Consumer Centric Healthcare

As we think about how to modify the ACA (aka Obamacare) into something different (aka Trumpcare) I would encourage everyone involved to think about one central tenet – put the person/consumer/patient at the center of the system, not the employer, not the insurer, and not the doctor.

I have written a few times about consumer centric healthcare here at AVC. I believe that patients should and will increasingly take control of their health care and that will be a good thing for costs and outcomes.

Our healthcare investment strategy at USV is largely based on this premise. My partner Andy who has done a lot of the critical thinking that has informed our investments in this sector, wrote this post on his personal blog six months ago explaining how we think about this sector.

Technology will have a lot to do with this. If the regulators will allow it. There are laws on the books in many states (NY State is among the worst) stopping patients from going around doctors and getting diagnostic tests, radiology exams, and, can you believe it, eye exams, using technology instead of humans. We must change those laws and I am involved in efforts to do just that. I would encourage others to engage on this issue. It’s important.

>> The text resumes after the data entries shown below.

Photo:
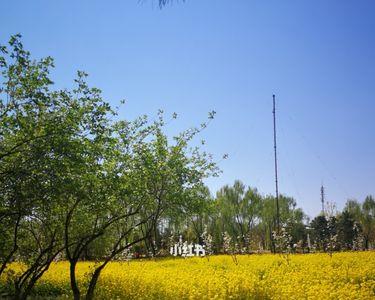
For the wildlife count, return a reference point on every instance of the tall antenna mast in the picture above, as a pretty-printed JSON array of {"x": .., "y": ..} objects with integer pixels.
[
  {"x": 275, "y": 151},
  {"x": 322, "y": 198}
]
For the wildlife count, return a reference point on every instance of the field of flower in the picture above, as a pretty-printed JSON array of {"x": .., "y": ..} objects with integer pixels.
[{"x": 309, "y": 276}]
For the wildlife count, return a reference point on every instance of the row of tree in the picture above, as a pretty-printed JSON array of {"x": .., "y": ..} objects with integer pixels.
[{"x": 241, "y": 220}]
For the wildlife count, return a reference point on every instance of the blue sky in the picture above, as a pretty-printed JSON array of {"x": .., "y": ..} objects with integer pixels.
[{"x": 318, "y": 57}]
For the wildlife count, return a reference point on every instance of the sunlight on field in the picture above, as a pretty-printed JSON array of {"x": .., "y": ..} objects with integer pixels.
[{"x": 313, "y": 276}]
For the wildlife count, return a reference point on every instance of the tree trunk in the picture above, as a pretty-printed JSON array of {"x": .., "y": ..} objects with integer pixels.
[{"x": 73, "y": 281}]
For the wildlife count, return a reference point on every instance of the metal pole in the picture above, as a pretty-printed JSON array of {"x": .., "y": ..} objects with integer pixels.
[
  {"x": 322, "y": 198},
  {"x": 275, "y": 150}
]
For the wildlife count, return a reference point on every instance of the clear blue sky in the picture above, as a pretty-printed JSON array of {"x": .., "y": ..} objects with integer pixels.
[{"x": 318, "y": 57}]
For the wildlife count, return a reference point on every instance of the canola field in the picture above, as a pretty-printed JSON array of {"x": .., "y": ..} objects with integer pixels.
[{"x": 267, "y": 276}]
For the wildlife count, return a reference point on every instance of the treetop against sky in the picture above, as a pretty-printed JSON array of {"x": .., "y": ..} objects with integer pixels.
[{"x": 231, "y": 56}]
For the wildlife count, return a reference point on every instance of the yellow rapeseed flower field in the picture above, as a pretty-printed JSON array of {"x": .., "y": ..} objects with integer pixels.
[{"x": 267, "y": 276}]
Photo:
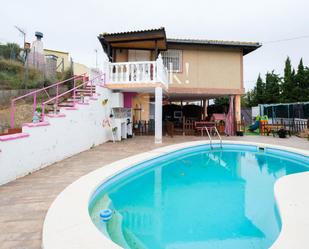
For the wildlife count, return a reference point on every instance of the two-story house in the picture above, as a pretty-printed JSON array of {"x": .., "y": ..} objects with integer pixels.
[{"x": 146, "y": 65}]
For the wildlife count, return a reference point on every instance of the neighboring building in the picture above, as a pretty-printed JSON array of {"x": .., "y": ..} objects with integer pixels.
[
  {"x": 79, "y": 69},
  {"x": 64, "y": 62},
  {"x": 63, "y": 59},
  {"x": 198, "y": 70}
]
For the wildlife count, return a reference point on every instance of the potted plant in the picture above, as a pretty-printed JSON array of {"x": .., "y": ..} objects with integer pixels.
[{"x": 282, "y": 133}]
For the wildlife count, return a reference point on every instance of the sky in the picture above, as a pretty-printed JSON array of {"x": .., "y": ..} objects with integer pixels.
[{"x": 73, "y": 26}]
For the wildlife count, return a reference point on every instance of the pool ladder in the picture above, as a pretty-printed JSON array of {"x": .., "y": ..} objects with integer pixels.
[{"x": 209, "y": 136}]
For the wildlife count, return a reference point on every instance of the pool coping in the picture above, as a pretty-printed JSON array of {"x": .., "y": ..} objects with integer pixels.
[{"x": 68, "y": 225}]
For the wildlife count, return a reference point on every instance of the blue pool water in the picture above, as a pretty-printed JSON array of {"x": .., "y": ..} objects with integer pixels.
[{"x": 197, "y": 198}]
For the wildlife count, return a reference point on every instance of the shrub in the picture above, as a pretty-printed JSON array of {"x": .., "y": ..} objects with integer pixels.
[{"x": 12, "y": 75}]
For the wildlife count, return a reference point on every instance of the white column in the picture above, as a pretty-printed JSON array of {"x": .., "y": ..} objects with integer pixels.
[{"x": 158, "y": 115}]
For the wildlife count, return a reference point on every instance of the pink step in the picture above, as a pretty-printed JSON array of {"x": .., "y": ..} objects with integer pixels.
[
  {"x": 59, "y": 115},
  {"x": 71, "y": 108},
  {"x": 13, "y": 136},
  {"x": 45, "y": 123}
]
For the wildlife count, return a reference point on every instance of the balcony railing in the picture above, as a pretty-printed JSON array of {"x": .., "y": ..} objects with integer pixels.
[{"x": 137, "y": 72}]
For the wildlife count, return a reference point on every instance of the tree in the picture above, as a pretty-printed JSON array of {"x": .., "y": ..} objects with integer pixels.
[
  {"x": 258, "y": 96},
  {"x": 288, "y": 87},
  {"x": 272, "y": 88},
  {"x": 301, "y": 90}
]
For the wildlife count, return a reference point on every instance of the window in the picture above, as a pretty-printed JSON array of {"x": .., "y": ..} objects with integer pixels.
[{"x": 172, "y": 59}]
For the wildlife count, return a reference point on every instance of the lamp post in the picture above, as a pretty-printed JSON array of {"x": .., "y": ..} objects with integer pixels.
[{"x": 23, "y": 33}]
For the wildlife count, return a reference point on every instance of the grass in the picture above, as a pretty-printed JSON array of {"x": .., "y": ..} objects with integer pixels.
[{"x": 12, "y": 75}]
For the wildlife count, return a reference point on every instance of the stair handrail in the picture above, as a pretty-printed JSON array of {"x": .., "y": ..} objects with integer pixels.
[
  {"x": 34, "y": 94},
  {"x": 85, "y": 83},
  {"x": 218, "y": 134}
]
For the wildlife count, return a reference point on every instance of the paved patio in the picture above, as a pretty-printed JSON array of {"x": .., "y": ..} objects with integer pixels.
[{"x": 24, "y": 202}]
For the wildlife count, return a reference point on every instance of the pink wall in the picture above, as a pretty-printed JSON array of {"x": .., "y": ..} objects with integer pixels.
[{"x": 127, "y": 99}]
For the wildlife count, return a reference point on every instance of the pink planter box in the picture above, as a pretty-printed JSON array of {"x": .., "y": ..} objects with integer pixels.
[
  {"x": 36, "y": 124},
  {"x": 60, "y": 115},
  {"x": 71, "y": 108},
  {"x": 13, "y": 136}
]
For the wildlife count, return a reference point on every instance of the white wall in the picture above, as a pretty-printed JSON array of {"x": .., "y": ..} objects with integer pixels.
[{"x": 64, "y": 137}]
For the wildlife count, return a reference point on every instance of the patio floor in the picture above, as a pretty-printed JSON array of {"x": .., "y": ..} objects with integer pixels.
[{"x": 24, "y": 202}]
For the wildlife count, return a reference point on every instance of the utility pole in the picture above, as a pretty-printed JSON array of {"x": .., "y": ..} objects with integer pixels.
[
  {"x": 26, "y": 72},
  {"x": 96, "y": 58}
]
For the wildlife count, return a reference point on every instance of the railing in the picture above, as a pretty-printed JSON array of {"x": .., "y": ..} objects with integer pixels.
[
  {"x": 90, "y": 83},
  {"x": 138, "y": 72},
  {"x": 36, "y": 92}
]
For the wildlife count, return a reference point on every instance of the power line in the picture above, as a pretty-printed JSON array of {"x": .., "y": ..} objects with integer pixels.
[{"x": 287, "y": 39}]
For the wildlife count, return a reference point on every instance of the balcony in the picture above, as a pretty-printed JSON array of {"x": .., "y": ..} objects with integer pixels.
[{"x": 137, "y": 74}]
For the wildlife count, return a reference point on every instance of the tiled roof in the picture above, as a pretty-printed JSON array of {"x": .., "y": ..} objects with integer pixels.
[
  {"x": 132, "y": 32},
  {"x": 213, "y": 42}
]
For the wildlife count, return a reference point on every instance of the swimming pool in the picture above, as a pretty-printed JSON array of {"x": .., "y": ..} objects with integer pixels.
[{"x": 197, "y": 198}]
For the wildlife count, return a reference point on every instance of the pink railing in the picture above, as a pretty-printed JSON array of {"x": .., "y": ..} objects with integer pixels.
[
  {"x": 35, "y": 93},
  {"x": 85, "y": 83}
]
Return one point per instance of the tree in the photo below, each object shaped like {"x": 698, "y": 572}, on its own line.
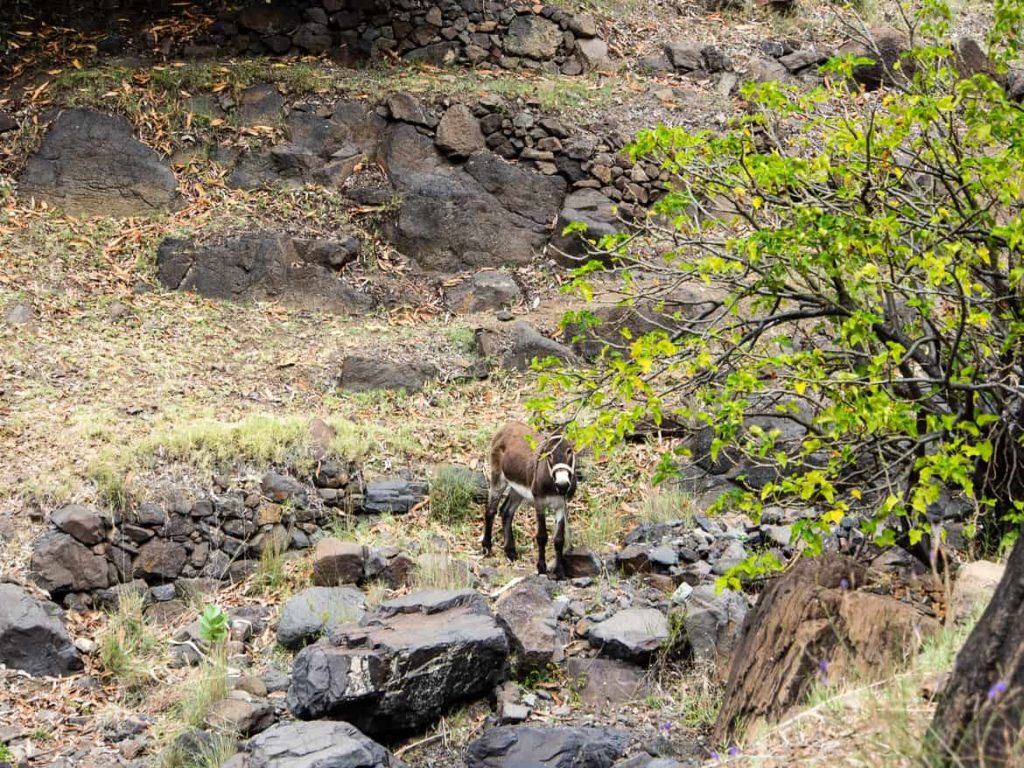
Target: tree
{"x": 861, "y": 341}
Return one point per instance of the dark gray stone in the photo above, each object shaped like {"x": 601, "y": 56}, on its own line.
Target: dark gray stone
{"x": 91, "y": 165}
{"x": 60, "y": 564}
{"x": 399, "y": 673}
{"x": 529, "y": 747}
{"x": 32, "y": 635}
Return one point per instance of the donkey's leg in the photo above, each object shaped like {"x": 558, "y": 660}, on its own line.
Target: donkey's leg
{"x": 560, "y": 539}
{"x": 495, "y": 492}
{"x": 542, "y": 539}
{"x": 511, "y": 504}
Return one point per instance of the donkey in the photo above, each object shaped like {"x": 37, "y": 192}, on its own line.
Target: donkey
{"x": 535, "y": 470}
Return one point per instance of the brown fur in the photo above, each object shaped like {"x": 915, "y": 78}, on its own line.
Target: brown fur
{"x": 521, "y": 458}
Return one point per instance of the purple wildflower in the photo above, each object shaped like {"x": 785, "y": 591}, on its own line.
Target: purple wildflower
{"x": 997, "y": 689}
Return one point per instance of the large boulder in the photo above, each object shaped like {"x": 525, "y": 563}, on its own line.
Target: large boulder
{"x": 532, "y": 36}
{"x": 32, "y": 635}
{"x": 595, "y": 212}
{"x": 91, "y": 164}
{"x": 400, "y": 671}
{"x": 60, "y": 564}
{"x": 314, "y": 611}
{"x": 256, "y": 265}
{"x": 712, "y": 622}
{"x": 529, "y": 616}
{"x": 632, "y": 635}
{"x": 320, "y": 744}
{"x": 486, "y": 213}
{"x": 361, "y": 373}
{"x": 522, "y": 747}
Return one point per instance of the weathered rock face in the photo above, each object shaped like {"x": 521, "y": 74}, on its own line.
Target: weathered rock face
{"x": 258, "y": 265}
{"x": 633, "y": 635}
{"x": 60, "y": 564}
{"x": 532, "y": 36}
{"x": 318, "y": 744}
{"x": 32, "y": 636}
{"x": 487, "y": 213}
{"x": 91, "y": 165}
{"x": 713, "y": 622}
{"x": 86, "y": 524}
{"x": 519, "y": 747}
{"x": 401, "y": 670}
{"x": 812, "y": 619}
{"x": 529, "y": 616}
{"x": 365, "y": 373}
{"x": 316, "y": 610}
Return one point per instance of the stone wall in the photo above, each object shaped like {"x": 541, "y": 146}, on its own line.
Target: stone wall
{"x": 440, "y": 32}
{"x": 89, "y": 555}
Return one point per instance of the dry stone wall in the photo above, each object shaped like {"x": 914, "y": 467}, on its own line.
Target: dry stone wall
{"x": 509, "y": 35}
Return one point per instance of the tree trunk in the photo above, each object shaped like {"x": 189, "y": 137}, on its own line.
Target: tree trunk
{"x": 980, "y": 714}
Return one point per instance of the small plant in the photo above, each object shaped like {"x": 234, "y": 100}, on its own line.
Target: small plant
{"x": 452, "y": 496}
{"x": 213, "y": 625}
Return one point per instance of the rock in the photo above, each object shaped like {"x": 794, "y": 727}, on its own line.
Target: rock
{"x": 596, "y": 212}
{"x": 528, "y": 747}
{"x": 269, "y": 18}
{"x": 713, "y": 622}
{"x": 601, "y": 682}
{"x": 530, "y": 619}
{"x": 312, "y": 37}
{"x": 974, "y": 587}
{"x": 527, "y": 344}
{"x": 159, "y": 560}
{"x": 394, "y": 497}
{"x": 581, "y": 563}
{"x": 459, "y": 132}
{"x": 399, "y": 672}
{"x": 812, "y": 617}
{"x": 484, "y": 213}
{"x": 91, "y": 165}
{"x": 366, "y": 373}
{"x": 256, "y": 265}
{"x": 481, "y": 292}
{"x": 532, "y": 36}
{"x": 320, "y": 744}
{"x": 32, "y": 636}
{"x": 315, "y": 610}
{"x": 338, "y": 562}
{"x": 241, "y": 713}
{"x": 18, "y": 314}
{"x": 684, "y": 56}
{"x": 885, "y": 47}
{"x": 86, "y": 524}
{"x": 594, "y": 52}
{"x": 408, "y": 109}
{"x": 632, "y": 635}
{"x": 59, "y": 564}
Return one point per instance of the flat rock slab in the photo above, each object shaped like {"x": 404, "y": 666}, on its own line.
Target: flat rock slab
{"x": 91, "y": 164}
{"x": 530, "y": 619}
{"x": 526, "y": 747}
{"x": 632, "y": 635}
{"x": 398, "y": 673}
{"x": 320, "y": 744}
{"x": 316, "y": 610}
{"x": 32, "y": 636}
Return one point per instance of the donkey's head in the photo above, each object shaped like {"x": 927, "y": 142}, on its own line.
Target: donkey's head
{"x": 559, "y": 460}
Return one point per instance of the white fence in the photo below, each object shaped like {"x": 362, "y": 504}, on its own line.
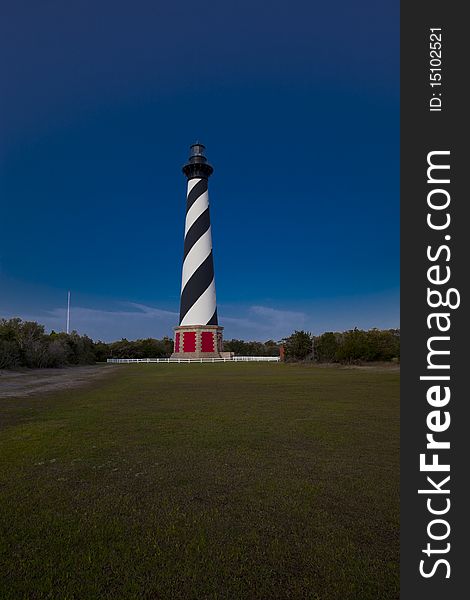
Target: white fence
{"x": 195, "y": 360}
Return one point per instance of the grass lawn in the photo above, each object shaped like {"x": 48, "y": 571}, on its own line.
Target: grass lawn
{"x": 225, "y": 481}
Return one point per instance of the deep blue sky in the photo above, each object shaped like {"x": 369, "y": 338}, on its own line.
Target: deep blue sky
{"x": 298, "y": 106}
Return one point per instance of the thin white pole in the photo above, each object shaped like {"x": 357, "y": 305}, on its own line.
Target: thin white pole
{"x": 68, "y": 312}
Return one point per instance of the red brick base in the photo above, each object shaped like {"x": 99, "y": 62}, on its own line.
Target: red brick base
{"x": 198, "y": 341}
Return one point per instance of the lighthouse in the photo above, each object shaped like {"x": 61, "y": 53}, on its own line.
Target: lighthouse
{"x": 198, "y": 334}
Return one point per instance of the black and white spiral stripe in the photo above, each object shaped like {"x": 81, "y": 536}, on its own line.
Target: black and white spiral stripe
{"x": 198, "y": 304}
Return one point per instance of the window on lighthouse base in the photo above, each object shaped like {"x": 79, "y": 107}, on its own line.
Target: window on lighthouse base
{"x": 207, "y": 341}
{"x": 189, "y": 341}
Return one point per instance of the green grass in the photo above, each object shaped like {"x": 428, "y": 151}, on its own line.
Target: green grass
{"x": 237, "y": 481}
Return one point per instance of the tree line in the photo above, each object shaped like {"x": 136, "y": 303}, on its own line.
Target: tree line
{"x": 353, "y": 346}
{"x": 26, "y": 344}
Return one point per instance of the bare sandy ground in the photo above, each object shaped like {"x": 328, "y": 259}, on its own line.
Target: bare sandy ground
{"x": 32, "y": 381}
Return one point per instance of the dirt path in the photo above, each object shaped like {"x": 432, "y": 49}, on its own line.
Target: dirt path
{"x": 32, "y": 381}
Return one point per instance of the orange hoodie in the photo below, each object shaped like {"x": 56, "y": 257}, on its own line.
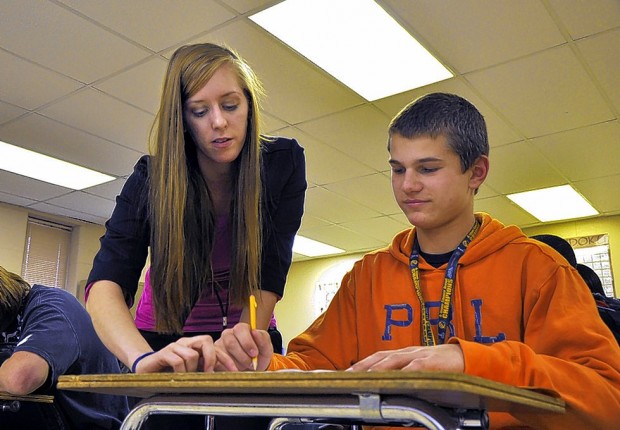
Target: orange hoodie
{"x": 521, "y": 314}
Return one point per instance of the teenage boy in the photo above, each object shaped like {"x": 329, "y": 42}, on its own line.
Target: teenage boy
{"x": 460, "y": 292}
{"x": 45, "y": 332}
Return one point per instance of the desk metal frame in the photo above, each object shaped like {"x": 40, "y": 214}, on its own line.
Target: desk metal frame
{"x": 362, "y": 408}
{"x": 436, "y": 400}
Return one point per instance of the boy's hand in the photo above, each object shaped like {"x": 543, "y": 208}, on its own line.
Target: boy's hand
{"x": 448, "y": 358}
{"x": 238, "y": 345}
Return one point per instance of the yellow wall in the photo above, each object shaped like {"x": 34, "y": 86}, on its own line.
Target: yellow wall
{"x": 587, "y": 227}
{"x": 13, "y": 224}
{"x": 295, "y": 311}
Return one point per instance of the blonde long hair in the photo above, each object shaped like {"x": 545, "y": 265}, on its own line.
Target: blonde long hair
{"x": 180, "y": 208}
{"x": 13, "y": 291}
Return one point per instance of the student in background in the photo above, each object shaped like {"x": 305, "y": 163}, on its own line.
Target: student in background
{"x": 49, "y": 333}
{"x": 591, "y": 279}
{"x": 218, "y": 206}
{"x": 460, "y": 292}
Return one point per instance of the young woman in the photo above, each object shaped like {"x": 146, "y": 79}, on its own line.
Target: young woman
{"x": 216, "y": 203}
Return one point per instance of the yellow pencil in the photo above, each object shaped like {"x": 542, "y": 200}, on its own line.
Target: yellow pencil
{"x": 253, "y": 324}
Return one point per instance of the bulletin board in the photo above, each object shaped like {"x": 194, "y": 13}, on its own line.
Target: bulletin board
{"x": 593, "y": 251}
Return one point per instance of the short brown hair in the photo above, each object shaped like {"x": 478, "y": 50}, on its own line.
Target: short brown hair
{"x": 13, "y": 291}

Andy Kessler had a good piece a few weeks ago on all of this. He points out that a lot of the data we need to train machine learning models are stuck in data silos controlled by big companies like Epic Systems. If Trump and his people want to make a better healthcare system, they should require Epic and its competitors to provide open APIs into these data silos so that people/patients can get access to their data and authorize third party systems to have it too. That one move would be huge for AI in healthcare, which we need to get costs under control.

Our problems in healthcare are largely structural. We have allowed employers and insurers to finance our healthcare system and take control of it. We need to get people back in control of healthcare. Technology can be the lever that will do that. If we allow it to happen.

#hacking healthcare

Prescriptions On Your Phone

My partner Andy blogged this week about an investment we made earlier this year. It is called NuRx and its an entirely new way to get medications.

Here’s the value proposition (from their website):

nurx

Compare that to this (from Andy’s post):

When you need to see a doctor, there are typically 5 or 6 steps you need to take before a potential outcome: finding the doctor; finding time to schedule the appointment; visiting the doctor; getting a diagnosis and prescription; visiting a pharmacy and paying for your medication.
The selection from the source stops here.